C.1 6. Implementation: Practical Guidelines

C.1.1 6.1 Constructing Clusters

Use one or more of the following:

  • Geographic proximity.
  • Embedding techniques (e.g., Word2Vec on search sequences).
  • Co-view or co-search frequency.
  • Pricing similarity or estimated cross-price elasticities.

C.1.2 6.2 Evaluating Cluster Quality

Use proxy interference matrix $P$ (e.g., PDP view co-occurrence), then:

Q <- function(B, clusters) {
  sum(sapply(1:nrow(B), function(i) {
    sum(B[i, clusters != clusters[i]])
  }))
}

Lower Q indicates better clustering.

C.1.3 6.3 Trade-offs

Factor Individual Randomization Cluster Randomization
Bias (Interference) High Low
Power High Lower
Complexity Low Moderate
Implementation overhead Minimal Requires new infrastructure
set.seed(123)
n <- 1000
clusters <- rep(1:100, each=10)
Z <- rbinom(n, 1, 0.5)
B <- matrix(runif(n^2, 0, 0.1), n, n)
diag(B) <- runif(n, 0.5, 1)

# Simulate outcome
Y <- sapply(1:n, function(i) sum(B[i,] * Z)) + rnorm(n)

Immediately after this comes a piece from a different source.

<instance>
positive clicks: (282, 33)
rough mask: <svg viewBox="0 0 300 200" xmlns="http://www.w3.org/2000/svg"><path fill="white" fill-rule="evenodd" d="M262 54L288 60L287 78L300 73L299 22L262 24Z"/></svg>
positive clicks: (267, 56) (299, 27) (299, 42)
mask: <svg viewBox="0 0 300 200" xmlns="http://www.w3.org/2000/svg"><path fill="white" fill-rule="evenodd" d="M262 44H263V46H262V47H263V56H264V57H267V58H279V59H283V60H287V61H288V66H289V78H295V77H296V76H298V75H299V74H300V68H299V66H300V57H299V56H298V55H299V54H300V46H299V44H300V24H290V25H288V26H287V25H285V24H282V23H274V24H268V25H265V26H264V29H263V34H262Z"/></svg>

# Estimate TATE under individual randomization
t_ind <- mean(Y[Z==1]) - mean(Y[Z==0])

# Estimate TATE under cluster randomization
cluster_Z <- tapply(Z, clusters, mean)
cluster_Y <- tapply(Y, clusters, mean)
t_cr <- mean(cluster_Y[cluster_Z > 0.5]) - mean(cluster_Y[cluster_Z <= 0.5])

t_ind
#> [1] 0.7931955
t_cr
#> [1] 0.3104478

Observe that tind is inflated relative to tcr.